Street View: 14
Address: 36 St. James’s Street
In July 1828, Charles Ely, patent shot cartridge manufacturer, of 11 Kirby Street, Hatton Garden, took out a fire insurance. Later that year, on 17 December, he and his brother William took out another policy with the Sun Fire Office for their premises at 14 Charlotte Street, Rathbone Place. They are listed as “patent shot cartridge manufacturers”. On the face of it, they entered into a partnership somewhere in the second half of 1828. However, at the end of December 1828, their partnership is already dissolved.(1) They are then described as “of Lovell’s-Court, Paternoster-Row, London, Silversmiths, and of Charlotte-Street, Fitzroy-Square […] Patent Shot Cartridge Manufacturers”.
By 1837, they, or perhaps just William, must have moved to 36 St. James’s Street where Tallis was to find them, because in the insurance entry for Robert Thomas, bootmaker and dealer in spurs, they are mentioned as the other occupiers of the premises. As you can see from the elevation at the top of this post, number 36 was a large property on the corner of Jermyn Street, which the Eleys shared with Robert Thomas. Whether Charles was actively involved in the shop, or whether he remained in the background, just having a financial stake, is not entirely clear, but on the 1st of January 1840, the brothers once again dissolve a partnership. The St. James’s Street address is given, but Old Bond Street is also mentioned. They apparently did not live above the shop as the 1841 census locates William and his family in Chelsea, and Charles with his family in Cheshunt, Hertfordshire.

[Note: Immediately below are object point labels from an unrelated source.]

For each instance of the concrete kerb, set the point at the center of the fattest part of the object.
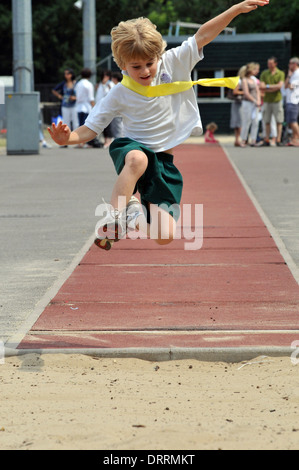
(227, 355)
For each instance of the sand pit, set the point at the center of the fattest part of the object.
(82, 402)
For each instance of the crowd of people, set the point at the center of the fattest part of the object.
(79, 97)
(264, 110)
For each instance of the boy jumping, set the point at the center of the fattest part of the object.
(153, 124)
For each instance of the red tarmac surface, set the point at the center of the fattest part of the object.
(236, 291)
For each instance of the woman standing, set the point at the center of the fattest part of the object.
(250, 106)
(65, 91)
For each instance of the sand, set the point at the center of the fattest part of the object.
(57, 401)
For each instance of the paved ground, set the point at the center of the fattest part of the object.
(47, 220)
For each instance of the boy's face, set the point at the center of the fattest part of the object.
(143, 71)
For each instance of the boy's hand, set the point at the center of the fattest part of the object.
(249, 5)
(60, 133)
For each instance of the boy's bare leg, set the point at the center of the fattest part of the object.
(135, 165)
(163, 225)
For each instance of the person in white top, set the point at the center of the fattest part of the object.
(104, 87)
(152, 126)
(292, 100)
(85, 99)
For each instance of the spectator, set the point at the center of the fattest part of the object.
(292, 100)
(103, 89)
(236, 96)
(65, 91)
(272, 81)
(211, 128)
(250, 106)
(85, 98)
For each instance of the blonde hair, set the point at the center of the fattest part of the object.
(212, 126)
(136, 39)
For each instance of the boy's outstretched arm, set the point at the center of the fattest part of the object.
(62, 135)
(210, 30)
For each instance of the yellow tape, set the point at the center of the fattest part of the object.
(177, 87)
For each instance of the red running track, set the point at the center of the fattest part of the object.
(236, 291)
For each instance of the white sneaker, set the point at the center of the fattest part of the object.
(134, 210)
(111, 224)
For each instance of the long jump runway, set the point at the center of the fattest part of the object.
(234, 294)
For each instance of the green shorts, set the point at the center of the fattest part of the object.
(161, 183)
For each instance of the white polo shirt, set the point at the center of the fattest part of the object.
(85, 95)
(160, 123)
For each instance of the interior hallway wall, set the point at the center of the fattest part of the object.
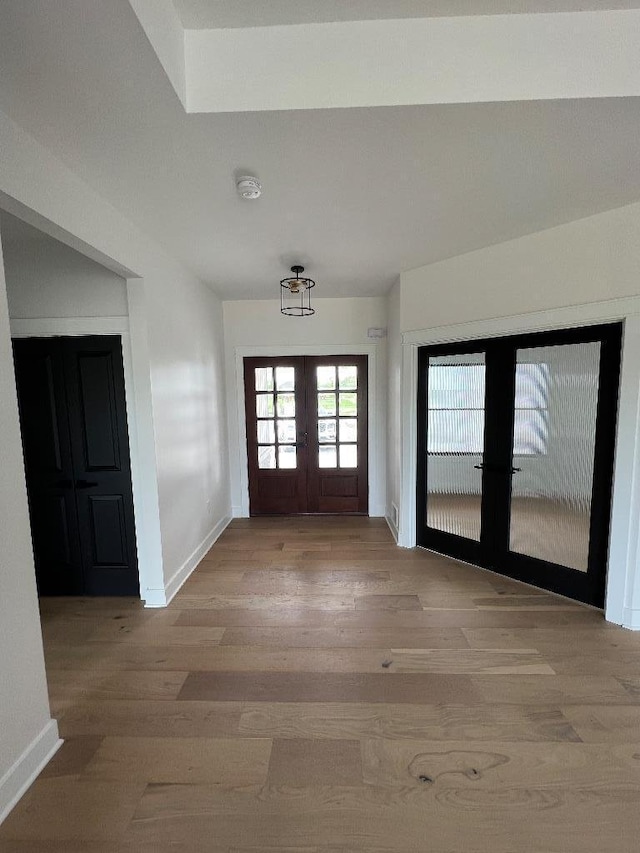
(394, 407)
(176, 342)
(46, 279)
(27, 733)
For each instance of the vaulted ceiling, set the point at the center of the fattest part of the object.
(357, 194)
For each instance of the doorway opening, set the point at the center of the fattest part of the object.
(307, 431)
(516, 443)
(73, 420)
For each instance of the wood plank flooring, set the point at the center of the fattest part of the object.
(314, 689)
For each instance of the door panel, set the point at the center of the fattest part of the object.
(455, 442)
(307, 434)
(553, 456)
(337, 413)
(276, 435)
(74, 428)
(542, 440)
(100, 443)
(48, 465)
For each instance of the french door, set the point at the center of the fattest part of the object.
(515, 455)
(307, 434)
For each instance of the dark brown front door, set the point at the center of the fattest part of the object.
(307, 434)
(76, 448)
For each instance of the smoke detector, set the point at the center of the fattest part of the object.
(249, 187)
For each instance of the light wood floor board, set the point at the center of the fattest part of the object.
(314, 689)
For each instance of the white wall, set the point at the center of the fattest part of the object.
(188, 385)
(588, 260)
(394, 407)
(27, 733)
(45, 278)
(258, 324)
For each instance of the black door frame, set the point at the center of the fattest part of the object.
(69, 328)
(492, 550)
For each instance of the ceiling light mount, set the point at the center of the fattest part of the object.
(248, 187)
(295, 294)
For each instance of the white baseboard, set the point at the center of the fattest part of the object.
(26, 768)
(631, 619)
(162, 597)
(392, 528)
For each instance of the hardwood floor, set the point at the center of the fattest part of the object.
(313, 688)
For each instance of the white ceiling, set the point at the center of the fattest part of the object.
(356, 195)
(201, 14)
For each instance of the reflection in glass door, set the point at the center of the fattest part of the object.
(455, 442)
(556, 406)
(516, 441)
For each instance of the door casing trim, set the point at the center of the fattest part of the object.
(622, 604)
(375, 455)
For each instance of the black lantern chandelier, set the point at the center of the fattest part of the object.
(295, 294)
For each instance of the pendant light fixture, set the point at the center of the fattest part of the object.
(295, 294)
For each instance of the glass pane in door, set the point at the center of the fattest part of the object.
(276, 423)
(553, 452)
(455, 443)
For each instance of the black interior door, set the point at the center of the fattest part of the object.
(516, 447)
(74, 429)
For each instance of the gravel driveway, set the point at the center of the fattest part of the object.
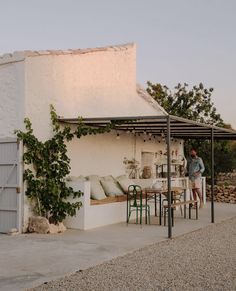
(201, 260)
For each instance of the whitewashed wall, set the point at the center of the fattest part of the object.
(11, 98)
(104, 154)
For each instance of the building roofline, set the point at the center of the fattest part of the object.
(19, 56)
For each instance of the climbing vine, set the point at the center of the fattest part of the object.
(48, 166)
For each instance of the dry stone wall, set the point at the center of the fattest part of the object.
(225, 190)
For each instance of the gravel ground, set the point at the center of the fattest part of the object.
(201, 260)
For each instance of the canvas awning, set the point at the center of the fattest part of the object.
(171, 127)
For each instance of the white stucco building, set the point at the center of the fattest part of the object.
(98, 82)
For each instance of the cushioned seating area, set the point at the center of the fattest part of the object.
(104, 188)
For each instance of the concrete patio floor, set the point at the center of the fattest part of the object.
(28, 260)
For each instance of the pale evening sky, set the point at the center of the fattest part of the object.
(177, 41)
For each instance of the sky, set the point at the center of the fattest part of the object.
(177, 40)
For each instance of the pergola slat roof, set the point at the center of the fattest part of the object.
(157, 125)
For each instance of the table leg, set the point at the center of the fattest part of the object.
(184, 204)
(160, 210)
(146, 207)
(155, 199)
(141, 207)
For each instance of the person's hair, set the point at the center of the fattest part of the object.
(193, 149)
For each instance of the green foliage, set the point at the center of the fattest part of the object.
(196, 104)
(48, 165)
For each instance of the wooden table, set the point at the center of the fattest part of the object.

Charles and William had developed a cartridge which looks as if they wrapped chicken wire around the shot, but apparently you could shoot further with them than with loose shot, the idea being that the wire came off somewhere between the gun and the target. The wire was wrapped in thin paper and also contained the wadding, so it was a lot easier to load your gun with one of those than with loose shot. Sorry animals, I am just repeating their brochure, not condoning the use of their ammunition. One of their advertorial brochures, explaining the product in detail, can be found online here. An instruction paper on how to load your gun with the wire cartridges and more technical information can be found here.
But, as we all know, guns, gunpowder and accessory chemicals are dangerous things to handle and it went drastically wrong in June 1841. Below the report found in several newspapers.
Dreadful explosion in Old Bond Street – On Friday evening, between the hours of six and seven o’clock, a tremendous explosion, similar to a discharge of cannon, was heard to proceed from the extensive manufactory of Messrs. Eley and Company, cartridge and percussion cap manufacturers, of Emmatt’s Mews, Old Bond-street. A vast number of persons immediately proceeded to the premises, accompanied by a number of the police on duty near the spot, when they found that great destruction had taken place. It was very shortly discovered that Mr. Eley, the proprietor of the manufactory, and who carries on his business in St. James’s, at the corner of Jermyn-street, had perished. On search being made through the dilapidated premises he was discovered stretched on the floor of the counting house, a frightful spectacle. His left arm and hand were blown off, his right thigh was nearly severed, both his feet were blown to pieces, his person in other respects was mutilated and blackened, and scarcely a remnant of his apparel was left about him. Information of the awful catastrophe was immediately forwarded to Mr. Gell, coroner for Westminster, who appointed Saturday afternoon for the holding of the inquest. After the jury had viewed the body of the deceased, the following evidence was produced. Mr. Charles Eley, of Cheshunt, said that deceased was in the habit of using detonating or fulminating mercury, a composition of most combustable and dangerous nature. He had no doubt that deceased was stirring the composition when it exploded. A soliciter stated, on behalf of Mr. Emmatt, the proprietor of the premises, that he had not been aware of any combustable matter being used by the deceased; that had the fact been known to the neighbours deceased would have been indicted. Ann Stubbins, servant to the deceased, stated that the whole of the partition and roof of the room in which the composition was made had been more or less carried away and injured, and all the windows destroyed. Joseph Long and James Price, both in the deceased’s employ, stated that the detonating mercury was obtained at Mr. Diamond’s, on Holborn-hill. After other evidence had been heard, the jury returned a verdict of “accidental death.” The deceased, who has left a large family, was much respected.(2)
(1) The London Gazette, 30 January 1829.
(2) The Morning Post, 28 June 1841. Most of the other London newspapers carried a similar report.